Je me remets à rire. A la fois sous l'amusement et pour me détourner de la première question. Je sais que Rowen tiendra sa langue, et je ne peux que faire confiance à Menyan pour en faire de même. Je me penche en arrière, me maintenant de mes bras alors que je lance un regard à la fenêtre, où la pluie diluvienne donne l'impression que nous vivons sous l'eau. Akira, elle ne doit rien savoir de tout ça, jamais.

—      On prépare peut-être une autre farce dans les jours à venir.

—      Pas pour le retour des dragons, me gronde-t-elle.

Je lève les yeux au ciel.

—      Pas pour le retour des dragons, répété-je.

Elle reste là, les yeux bien trop lourds. Ça me fait rire, parfois, parce qu'elle se retient de m'analyser, de savoir si je mens. Puis elle se carapate sous la peur d'être elle-même démasqué.

Elle finit par se relever, j'ai un peu de mal à entendre le son de sa voix quand elle tourne les talons.

—      D'accord, capitule-t-elle. J'espère que tu te sentiras mieux bientôt.

J'ai envie de lui dire que je ne suis pas malade. Mais j'ai l'impression qu'elle me donne une excuse d'elle-même. J'ai l'impression qu'en fait, elle sait que je cache quelque chose, et qu'elle m'offre cette échappatoire.

Parce que même si nous sommes camouflés sous notre masque de soumission, certains d'entre nous sont déjà éveillés.

—      T'es sûre que t'es juste venu pour ça ? murmuré-je.

Je me suis alors redressé.

Debout, je la vois se figer. Ma question a été posée dans une grande nonchalance. Pourtant au fond, je retenais un sourire qui lui aurait presque paru insolent.

Puis j'entends son rire, volatil, épuré, mais légèrement moqueur aussi. Un rire qui n'est ni tout blanc ni tout noir, juste un rire comme elle.

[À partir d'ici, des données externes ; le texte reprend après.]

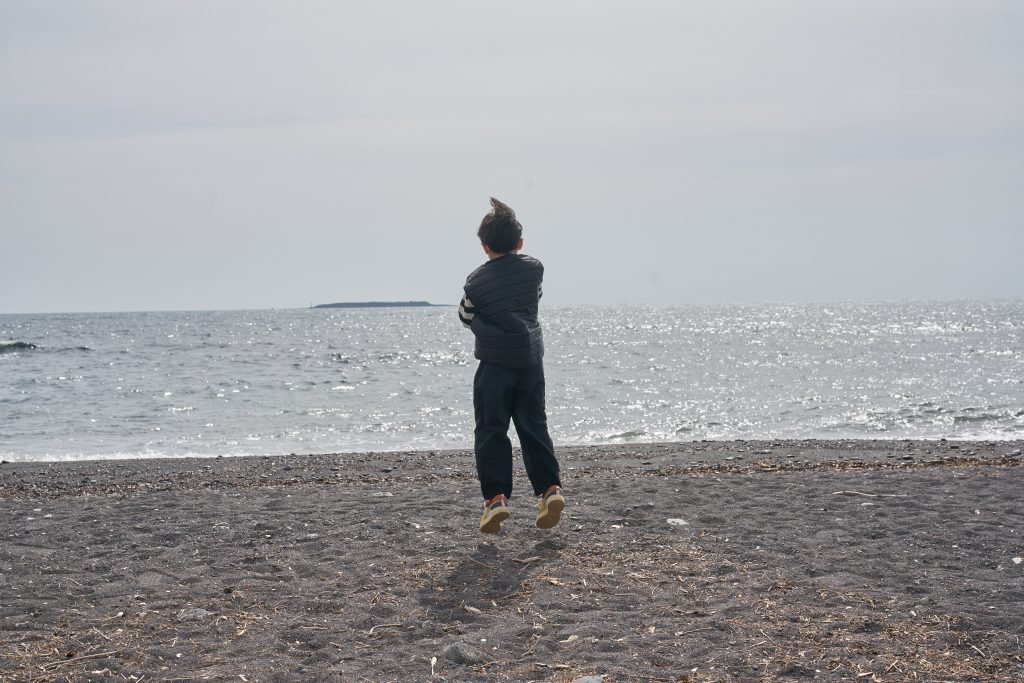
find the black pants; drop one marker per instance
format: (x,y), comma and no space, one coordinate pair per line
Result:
(504,393)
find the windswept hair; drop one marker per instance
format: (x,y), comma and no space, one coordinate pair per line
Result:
(499,229)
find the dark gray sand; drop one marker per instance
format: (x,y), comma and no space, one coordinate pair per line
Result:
(708,561)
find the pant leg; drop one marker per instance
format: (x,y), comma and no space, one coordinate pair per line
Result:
(494,392)
(530,418)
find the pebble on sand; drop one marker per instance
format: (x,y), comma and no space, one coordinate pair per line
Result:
(460,652)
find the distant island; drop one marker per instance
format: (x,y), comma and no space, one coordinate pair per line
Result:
(376,304)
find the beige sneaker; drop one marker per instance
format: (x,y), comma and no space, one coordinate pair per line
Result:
(495,512)
(552,504)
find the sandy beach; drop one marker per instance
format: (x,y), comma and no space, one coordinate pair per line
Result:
(702,561)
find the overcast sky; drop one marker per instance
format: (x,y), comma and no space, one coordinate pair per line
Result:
(254,155)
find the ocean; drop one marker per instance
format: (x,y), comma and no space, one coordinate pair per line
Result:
(309,381)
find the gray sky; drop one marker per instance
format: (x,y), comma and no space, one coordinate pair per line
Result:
(253,155)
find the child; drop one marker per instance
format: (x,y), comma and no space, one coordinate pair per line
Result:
(500,306)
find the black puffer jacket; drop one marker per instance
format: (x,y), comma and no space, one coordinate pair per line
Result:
(500,306)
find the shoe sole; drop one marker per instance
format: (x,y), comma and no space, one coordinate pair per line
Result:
(552,513)
(494,523)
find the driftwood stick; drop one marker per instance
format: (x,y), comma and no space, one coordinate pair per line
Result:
(857,493)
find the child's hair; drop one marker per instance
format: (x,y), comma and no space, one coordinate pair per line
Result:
(499,229)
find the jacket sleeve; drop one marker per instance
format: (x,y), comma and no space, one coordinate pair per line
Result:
(467,311)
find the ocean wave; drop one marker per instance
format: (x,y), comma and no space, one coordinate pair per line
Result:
(16,347)
(13,347)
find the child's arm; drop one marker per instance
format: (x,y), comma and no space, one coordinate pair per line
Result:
(467,311)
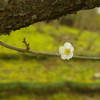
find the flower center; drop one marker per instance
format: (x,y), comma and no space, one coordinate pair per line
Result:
(67,51)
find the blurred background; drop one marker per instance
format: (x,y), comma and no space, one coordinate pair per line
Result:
(30,77)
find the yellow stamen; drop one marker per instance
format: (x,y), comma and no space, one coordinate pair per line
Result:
(67,51)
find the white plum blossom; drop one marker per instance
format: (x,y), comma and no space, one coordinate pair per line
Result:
(66,51)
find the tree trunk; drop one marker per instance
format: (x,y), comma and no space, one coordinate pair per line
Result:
(15,14)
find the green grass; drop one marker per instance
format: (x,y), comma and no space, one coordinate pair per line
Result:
(16,67)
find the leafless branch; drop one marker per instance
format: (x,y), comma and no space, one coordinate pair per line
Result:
(27,44)
(43,53)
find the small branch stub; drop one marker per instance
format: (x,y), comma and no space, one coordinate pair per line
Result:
(26,44)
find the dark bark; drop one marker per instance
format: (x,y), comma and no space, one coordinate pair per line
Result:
(15,14)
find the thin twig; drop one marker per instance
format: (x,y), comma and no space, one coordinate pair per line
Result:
(26,44)
(44,53)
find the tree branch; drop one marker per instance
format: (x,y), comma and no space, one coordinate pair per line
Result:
(44,53)
(16,14)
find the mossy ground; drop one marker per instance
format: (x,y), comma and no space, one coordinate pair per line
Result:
(19,67)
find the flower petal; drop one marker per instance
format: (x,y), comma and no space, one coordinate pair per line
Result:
(61,49)
(64,57)
(67,45)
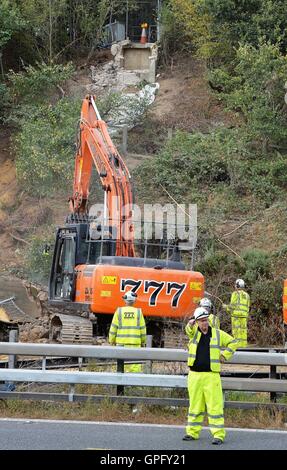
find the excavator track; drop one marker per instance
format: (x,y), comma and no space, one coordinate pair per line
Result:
(70,329)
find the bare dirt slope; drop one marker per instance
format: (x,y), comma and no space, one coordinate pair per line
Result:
(185,100)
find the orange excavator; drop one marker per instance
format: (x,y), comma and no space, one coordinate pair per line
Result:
(97,258)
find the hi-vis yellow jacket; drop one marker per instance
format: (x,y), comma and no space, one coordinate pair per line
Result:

Comme nous. Étouffés parmi cet effet de masse, avec nos opinions étranglées, qu'on cache sous des prières et des chants auxquels nous avons arrêté de croire.

Notre foi est peut-être différente. Celle qui dit qu'il y a certainement un dieu quelque part pour nous écouter, mais que ce n'est pas celui-là.

Elle se retourne, ses yeux assombris directement plongés dans les miens. Elle revient sur ses pas tandis que j'avance dans les siens, si vite que je n'ai pas le temps de lui lancer la moindre raillerie. Mes mains prennent son visage et ses lèvres se plaquent aux miennes.

D'abord doucement, d'abord comme une caresse. Ses doigts accompagnent son action en effleurant ma joue blanche, et les mèches noires tombées devant mon front.

Puis bien vite, notre baiser devient plus vif et plus vorace, mon bras entoure sa taille alors que je nous pose délicatement sur mon lit. Mes mains s'accrochent rapidement à ses hanches, elle se serre contre moi en se laissant tomber sur la mousse, une sensation douce et rugueuse, sa bouche glissant dans mon cou alors que je lâche un souffle sous son contact. Elle remonte vers mon oreille, et son chuchotis m'électrise.

—      J'ai toujours préféré te voir nu ici.

Je lui souris, comme pour la défier. Et mes doigts survolent sa peau comme une plume. Je dessine les contours de son visage, de son épaule du bout de ses phalanges, avant de venir la mordre et lui arracher un gémissement. Elle se retient à ma nuque dans un soupir, rappelant son baiser à mes lèvres en tirant légèrement sur les frisottis au bas de mon cou.

Et pendant la douce heure qui suit, j'arrive à oublier mes tourments.